There are many examples of shadows being used to convey meaning in this film. For example, when Nick, the guy from the lunch counter, runs over to Oly’s (Burt Lancaster) apartment, Oly’s face is in the shadow to represent his regret and his acceptance of his impending death. Later in the film, Lily is suddenly obscured by shadows after Oly sees Kitty (Ava Gardner) and quite clearly shifts his attention to her. In this case, Lily’s shadow represents her feeling of rejection and is also metaphoric because she has faded from Oly’s mind in addition to fading physically.

The beauty of this film is that Oly, the protagonist, starts off as a loser and really just gets even worse. In his first scene chronologically, he gets the crap beat out of him so bad in a boxing match, that an hour later in the locker room, he doesn’t even know that the fight’s over. During this match, Oly’s hand was hurt so bad, he couldn’t fight anymore. Oly thinks this is the worst his life can ever get, but for the rest of the movie Oly sinks further and further into an abyss caused by the femme fatale, Kitty. At one time, Oly was a good man, but his lust for Kitty becomes his undoing.

This film has some interesting characters, like the two killers at the beginning of the movie. Their disregard of social norms and rapid-fire insults was obviously shocking at the time, but by today’s standards they just seem kind of corny. To paraphrase Gene Hackman in “The Heist,” if you’re really gonna shoot someone, you just shoot them, you don’t talk about it. I loved Oly’s cellmate Charleston, who said he wouldn’t tell Reardon anything. He said, “I‘m the monkey with his hand over his mouth.” Of course he went on and on once he had a few drinks in him. I was impressed because all of the astronomy facts Charleston kept spouting were 100% accurate. I had to laugh at Oly’s trainers who completely abandoned him the second he couldn’t fight anymore, but still had the audacity to show up at his funeral like they were his buddies. However, my favorite character is Blinky’s doctor who confesses that he doesn’t know what he’s doing. He says, “Beats me, I don’t know what keeps him going. He’s dead except he’s breathing.”

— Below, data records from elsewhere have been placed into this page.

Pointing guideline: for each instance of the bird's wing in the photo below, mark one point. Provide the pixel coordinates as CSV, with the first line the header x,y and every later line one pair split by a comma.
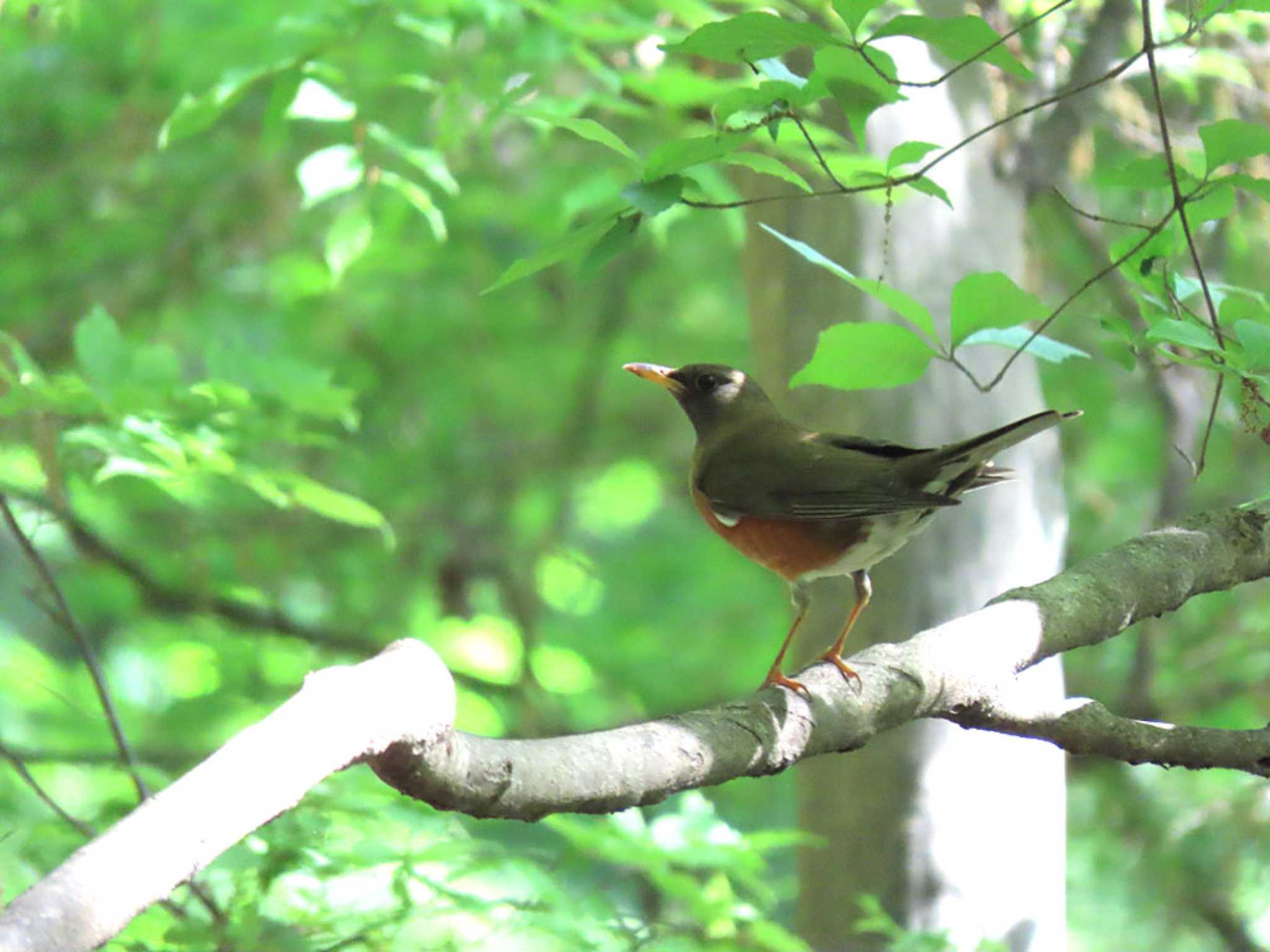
x,y
822,477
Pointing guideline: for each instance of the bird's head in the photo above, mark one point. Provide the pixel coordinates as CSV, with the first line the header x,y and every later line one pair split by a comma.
x,y
710,394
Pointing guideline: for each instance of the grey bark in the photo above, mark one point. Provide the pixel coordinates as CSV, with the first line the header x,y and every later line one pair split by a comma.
x,y
394,712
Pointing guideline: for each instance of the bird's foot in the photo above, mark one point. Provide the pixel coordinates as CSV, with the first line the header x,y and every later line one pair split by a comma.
x,y
775,677
848,671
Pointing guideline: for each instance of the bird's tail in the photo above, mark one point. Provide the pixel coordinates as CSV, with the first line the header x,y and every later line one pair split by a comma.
x,y
972,456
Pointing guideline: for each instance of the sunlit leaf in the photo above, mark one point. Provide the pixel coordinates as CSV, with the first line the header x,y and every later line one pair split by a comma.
x,y
853,12
329,172
567,583
1255,338
894,299
1232,141
1184,333
680,154
487,646
419,198
562,671
860,87
1014,338
1215,203
768,165
908,152
959,38
319,102
654,197
430,162
347,239
990,300
751,37
588,130
613,243
196,113
100,351
572,247
863,356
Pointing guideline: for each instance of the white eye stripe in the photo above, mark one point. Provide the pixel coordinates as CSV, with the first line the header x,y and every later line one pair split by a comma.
x,y
729,521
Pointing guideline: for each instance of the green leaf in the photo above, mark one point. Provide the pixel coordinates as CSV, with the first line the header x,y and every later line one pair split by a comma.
x,y
959,38
347,239
588,130
417,196
1145,172
573,245
654,197
1250,183
991,300
1014,338
865,356
1184,333
858,88
768,165
1215,203
907,152
895,300
430,162
196,113
1255,338
333,505
853,12
319,102
329,172
681,154
751,37
765,97
100,351
930,187
614,243
1233,140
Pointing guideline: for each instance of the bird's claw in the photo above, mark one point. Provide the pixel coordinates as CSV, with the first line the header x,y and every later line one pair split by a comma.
x,y
848,671
775,677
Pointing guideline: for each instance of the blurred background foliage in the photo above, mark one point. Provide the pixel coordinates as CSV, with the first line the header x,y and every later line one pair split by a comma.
x,y
258,418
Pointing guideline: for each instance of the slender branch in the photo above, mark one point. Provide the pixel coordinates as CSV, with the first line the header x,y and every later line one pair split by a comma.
x,y
171,599
815,151
1148,45
1091,216
16,760
975,58
1089,282
1085,726
957,671
86,648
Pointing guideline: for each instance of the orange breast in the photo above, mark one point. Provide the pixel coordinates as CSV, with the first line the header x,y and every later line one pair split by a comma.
x,y
788,547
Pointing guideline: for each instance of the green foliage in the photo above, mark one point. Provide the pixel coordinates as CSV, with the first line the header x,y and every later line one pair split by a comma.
x,y
244,253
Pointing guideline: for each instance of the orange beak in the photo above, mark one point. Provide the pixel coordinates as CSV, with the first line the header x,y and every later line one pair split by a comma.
x,y
660,376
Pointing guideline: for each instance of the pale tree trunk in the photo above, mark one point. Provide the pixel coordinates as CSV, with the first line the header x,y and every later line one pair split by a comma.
x,y
954,831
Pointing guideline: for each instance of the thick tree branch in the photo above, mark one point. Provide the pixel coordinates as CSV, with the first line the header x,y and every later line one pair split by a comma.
x,y
1085,726
395,712
958,671
339,716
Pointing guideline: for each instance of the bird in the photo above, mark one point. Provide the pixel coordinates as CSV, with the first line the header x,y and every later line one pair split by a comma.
x,y
808,505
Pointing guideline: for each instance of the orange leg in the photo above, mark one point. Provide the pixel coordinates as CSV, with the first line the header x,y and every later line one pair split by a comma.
x,y
833,654
774,674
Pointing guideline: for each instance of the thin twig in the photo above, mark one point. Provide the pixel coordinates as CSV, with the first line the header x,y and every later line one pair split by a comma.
x,y
81,827
815,151
86,648
915,175
1148,46
1091,216
962,65
1090,282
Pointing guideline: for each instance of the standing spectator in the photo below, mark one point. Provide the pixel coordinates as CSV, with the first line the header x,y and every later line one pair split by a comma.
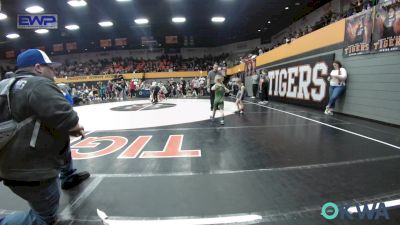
x,y
264,86
33,174
240,97
255,79
183,84
210,83
337,80
103,90
196,86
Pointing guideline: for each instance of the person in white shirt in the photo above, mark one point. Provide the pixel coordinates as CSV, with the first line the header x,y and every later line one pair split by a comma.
x,y
337,80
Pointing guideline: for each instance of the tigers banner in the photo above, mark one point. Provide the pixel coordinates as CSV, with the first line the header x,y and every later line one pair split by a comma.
x,y
58,47
105,43
71,46
121,41
10,54
250,66
303,82
386,35
358,34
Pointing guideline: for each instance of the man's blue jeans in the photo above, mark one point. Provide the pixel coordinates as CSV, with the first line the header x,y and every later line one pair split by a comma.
x,y
334,93
43,200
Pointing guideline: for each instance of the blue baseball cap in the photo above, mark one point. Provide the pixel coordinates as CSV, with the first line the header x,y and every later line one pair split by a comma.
x,y
34,56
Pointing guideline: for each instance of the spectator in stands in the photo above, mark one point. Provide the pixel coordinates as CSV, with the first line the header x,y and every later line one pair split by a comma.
x,y
337,80
30,164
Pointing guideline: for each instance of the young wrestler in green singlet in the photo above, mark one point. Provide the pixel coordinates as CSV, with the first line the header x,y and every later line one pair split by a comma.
x,y
220,91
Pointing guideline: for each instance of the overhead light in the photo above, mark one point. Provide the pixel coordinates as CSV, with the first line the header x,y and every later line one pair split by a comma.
x,y
34,9
106,23
72,27
179,19
3,16
218,19
142,21
42,31
12,36
77,3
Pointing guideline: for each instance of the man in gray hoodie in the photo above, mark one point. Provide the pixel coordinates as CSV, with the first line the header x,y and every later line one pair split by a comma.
x,y
31,162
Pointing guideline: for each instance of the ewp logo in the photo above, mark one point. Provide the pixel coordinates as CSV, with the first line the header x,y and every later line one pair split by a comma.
x,y
48,21
331,211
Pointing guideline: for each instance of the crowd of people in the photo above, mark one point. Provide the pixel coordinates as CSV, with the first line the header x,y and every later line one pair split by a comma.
x,y
164,63
330,17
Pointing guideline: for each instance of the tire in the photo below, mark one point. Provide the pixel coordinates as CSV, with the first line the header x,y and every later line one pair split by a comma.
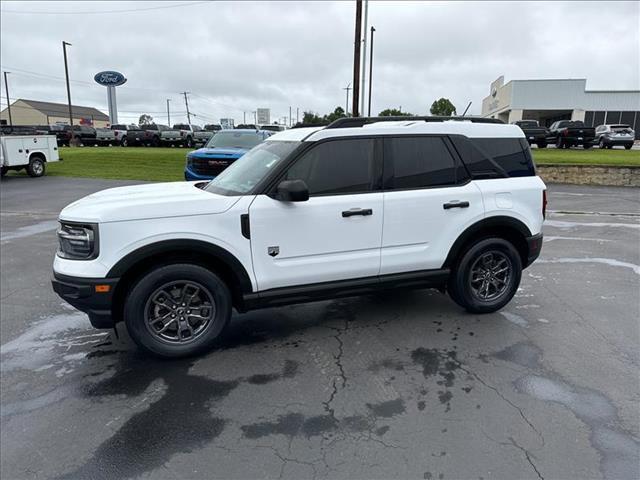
x,y
165,285
468,293
36,167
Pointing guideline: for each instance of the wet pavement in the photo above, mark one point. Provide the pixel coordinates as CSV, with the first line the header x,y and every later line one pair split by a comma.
x,y
401,384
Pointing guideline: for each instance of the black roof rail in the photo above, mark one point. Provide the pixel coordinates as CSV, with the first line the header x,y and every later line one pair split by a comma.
x,y
349,122
305,125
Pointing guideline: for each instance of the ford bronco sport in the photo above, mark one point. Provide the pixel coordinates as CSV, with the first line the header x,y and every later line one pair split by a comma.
x,y
311,213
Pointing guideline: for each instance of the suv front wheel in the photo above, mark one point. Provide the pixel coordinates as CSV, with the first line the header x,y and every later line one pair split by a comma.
x,y
177,310
487,276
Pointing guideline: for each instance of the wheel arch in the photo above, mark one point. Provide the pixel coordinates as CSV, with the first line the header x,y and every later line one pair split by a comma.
x,y
509,228
131,267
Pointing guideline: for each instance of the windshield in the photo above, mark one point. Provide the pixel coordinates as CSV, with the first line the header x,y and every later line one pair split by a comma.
x,y
234,139
245,173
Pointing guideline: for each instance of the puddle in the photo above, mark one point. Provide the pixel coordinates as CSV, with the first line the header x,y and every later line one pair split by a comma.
x,y
515,319
561,224
606,261
46,343
29,230
619,451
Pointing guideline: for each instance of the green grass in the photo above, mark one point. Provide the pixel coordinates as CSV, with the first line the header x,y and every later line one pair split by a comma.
x,y
167,164
615,156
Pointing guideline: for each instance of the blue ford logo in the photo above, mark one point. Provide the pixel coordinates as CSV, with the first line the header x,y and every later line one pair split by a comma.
x,y
109,78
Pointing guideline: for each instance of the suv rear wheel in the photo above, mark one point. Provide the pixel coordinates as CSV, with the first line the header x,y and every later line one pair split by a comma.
x,y
487,276
177,310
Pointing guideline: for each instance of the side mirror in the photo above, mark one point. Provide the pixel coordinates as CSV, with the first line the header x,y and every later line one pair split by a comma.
x,y
292,191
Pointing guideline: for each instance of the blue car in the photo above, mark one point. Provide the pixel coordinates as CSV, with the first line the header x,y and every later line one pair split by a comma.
x,y
224,148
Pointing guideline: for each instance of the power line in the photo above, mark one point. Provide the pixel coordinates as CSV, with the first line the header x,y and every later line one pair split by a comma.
x,y
100,12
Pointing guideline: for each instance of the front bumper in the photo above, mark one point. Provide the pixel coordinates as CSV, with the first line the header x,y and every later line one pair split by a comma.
x,y
83,294
534,247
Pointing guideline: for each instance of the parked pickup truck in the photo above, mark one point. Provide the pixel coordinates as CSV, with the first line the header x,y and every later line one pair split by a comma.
x,y
154,136
533,132
105,136
120,132
571,133
188,133
204,135
31,152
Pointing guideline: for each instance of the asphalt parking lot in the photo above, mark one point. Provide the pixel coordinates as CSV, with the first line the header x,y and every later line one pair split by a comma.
x,y
399,385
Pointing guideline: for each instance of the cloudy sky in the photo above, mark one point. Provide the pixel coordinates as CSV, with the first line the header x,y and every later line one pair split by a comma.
x,y
237,56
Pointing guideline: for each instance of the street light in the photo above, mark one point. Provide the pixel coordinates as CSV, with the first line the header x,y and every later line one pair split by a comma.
x,y
6,86
72,140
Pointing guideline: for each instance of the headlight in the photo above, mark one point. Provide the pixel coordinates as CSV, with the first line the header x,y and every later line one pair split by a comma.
x,y
78,242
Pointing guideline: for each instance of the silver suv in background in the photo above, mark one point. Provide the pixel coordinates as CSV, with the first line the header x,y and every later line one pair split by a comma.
x,y
608,136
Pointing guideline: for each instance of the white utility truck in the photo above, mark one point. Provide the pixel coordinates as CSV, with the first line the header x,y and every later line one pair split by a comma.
x,y
31,152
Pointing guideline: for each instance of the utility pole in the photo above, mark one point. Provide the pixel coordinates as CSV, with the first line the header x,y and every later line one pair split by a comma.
x,y
356,59
370,68
364,55
6,86
186,103
463,113
346,105
72,141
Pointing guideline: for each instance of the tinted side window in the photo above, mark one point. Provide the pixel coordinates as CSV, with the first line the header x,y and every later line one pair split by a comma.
x,y
334,167
420,162
510,153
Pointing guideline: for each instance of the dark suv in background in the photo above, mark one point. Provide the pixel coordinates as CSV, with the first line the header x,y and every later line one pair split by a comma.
x,y
534,133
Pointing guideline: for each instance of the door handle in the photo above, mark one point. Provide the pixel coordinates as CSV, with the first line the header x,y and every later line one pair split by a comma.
x,y
455,204
361,211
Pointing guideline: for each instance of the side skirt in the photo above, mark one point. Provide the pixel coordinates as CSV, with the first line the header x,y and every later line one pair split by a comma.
x,y
344,288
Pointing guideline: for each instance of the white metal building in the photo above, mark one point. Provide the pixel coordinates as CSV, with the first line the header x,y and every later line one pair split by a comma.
x,y
561,99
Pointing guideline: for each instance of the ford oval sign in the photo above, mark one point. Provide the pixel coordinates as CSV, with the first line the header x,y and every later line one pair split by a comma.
x,y
109,78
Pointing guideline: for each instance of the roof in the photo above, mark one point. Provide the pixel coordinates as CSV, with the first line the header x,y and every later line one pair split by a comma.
x,y
405,127
62,109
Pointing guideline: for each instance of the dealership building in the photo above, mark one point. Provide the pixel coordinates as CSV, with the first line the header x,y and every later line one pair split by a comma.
x,y
33,112
563,99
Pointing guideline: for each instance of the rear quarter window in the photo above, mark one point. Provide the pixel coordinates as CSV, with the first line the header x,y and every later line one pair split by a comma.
x,y
496,157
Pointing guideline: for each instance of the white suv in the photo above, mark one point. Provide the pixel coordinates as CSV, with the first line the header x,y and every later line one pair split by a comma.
x,y
311,213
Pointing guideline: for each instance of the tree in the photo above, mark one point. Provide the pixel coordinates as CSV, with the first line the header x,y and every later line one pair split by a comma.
x,y
145,119
310,118
394,112
336,114
443,107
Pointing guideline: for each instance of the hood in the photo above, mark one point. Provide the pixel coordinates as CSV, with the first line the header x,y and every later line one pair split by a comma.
x,y
217,152
141,202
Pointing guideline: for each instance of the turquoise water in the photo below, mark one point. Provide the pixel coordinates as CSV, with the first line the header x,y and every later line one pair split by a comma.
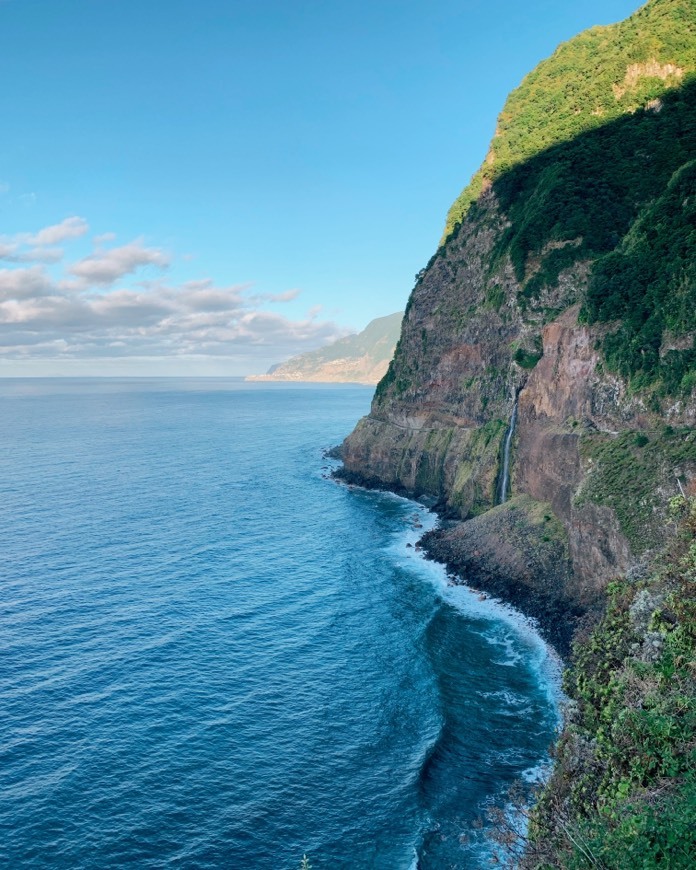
x,y
211,656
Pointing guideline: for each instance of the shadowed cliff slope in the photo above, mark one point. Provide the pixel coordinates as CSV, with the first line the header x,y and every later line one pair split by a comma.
x,y
566,285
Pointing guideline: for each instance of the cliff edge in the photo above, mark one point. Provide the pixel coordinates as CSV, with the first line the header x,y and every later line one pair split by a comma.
x,y
563,293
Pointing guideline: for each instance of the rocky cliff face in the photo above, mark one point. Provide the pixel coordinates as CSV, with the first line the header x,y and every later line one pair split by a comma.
x,y
500,316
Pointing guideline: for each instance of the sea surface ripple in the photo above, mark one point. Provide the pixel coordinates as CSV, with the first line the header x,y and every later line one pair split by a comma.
x,y
212,656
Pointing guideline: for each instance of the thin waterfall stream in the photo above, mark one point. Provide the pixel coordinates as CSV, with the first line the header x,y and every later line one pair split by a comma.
x,y
505,471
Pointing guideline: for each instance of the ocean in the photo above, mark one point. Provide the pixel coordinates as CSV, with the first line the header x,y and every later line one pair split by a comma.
x,y
214,656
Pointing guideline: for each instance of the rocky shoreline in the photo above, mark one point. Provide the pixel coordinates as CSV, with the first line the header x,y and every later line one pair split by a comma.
x,y
513,552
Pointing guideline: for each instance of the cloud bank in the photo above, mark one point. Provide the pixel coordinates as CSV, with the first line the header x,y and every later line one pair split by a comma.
x,y
119,303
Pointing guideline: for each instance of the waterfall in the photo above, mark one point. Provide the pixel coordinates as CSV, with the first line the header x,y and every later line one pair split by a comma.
x,y
504,478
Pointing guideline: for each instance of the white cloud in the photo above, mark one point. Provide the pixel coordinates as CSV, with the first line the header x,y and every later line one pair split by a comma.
x,y
70,228
90,311
18,284
106,267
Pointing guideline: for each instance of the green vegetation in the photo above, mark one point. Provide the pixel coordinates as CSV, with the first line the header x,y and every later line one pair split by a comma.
x,y
623,794
596,77
526,358
649,285
626,472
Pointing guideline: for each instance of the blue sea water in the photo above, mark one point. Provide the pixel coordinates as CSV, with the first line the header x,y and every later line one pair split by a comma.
x,y
212,656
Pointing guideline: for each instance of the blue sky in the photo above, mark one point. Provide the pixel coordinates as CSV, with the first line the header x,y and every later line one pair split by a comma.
x,y
222,184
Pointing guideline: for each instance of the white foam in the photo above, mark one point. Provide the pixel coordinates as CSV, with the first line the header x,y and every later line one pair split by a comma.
x,y
506,623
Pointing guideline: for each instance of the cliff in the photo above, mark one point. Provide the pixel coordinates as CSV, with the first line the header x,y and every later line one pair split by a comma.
x,y
362,358
565,285
543,396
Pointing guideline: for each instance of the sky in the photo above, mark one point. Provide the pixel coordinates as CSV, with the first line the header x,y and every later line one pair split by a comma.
x,y
210,187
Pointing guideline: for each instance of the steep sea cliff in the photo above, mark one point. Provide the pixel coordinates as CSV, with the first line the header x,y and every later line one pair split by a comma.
x,y
514,310
551,342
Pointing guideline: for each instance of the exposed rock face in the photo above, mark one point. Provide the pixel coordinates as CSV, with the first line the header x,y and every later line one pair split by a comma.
x,y
439,417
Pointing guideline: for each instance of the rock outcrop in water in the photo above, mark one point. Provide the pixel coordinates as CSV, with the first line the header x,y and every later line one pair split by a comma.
x,y
357,359
566,278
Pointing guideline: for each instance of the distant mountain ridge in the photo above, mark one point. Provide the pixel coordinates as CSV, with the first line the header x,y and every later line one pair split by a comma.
x,y
362,358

The one thing I didn’t like about this film is the ending, because it makes no sense. This is mostly because a scene seems to be missing. In this missing scene, Reardon would have enlisted the help of some mysterious underworld figure, Jake the Rake, to help him find Kitty. Because this scene is missing, Jake the Rake takes his place with such great, never seen on screen but constantly talked about, noir characters as Floyd Thursby, from “The Maltese Falcon” and Sean Regan from “The Big Sleep.”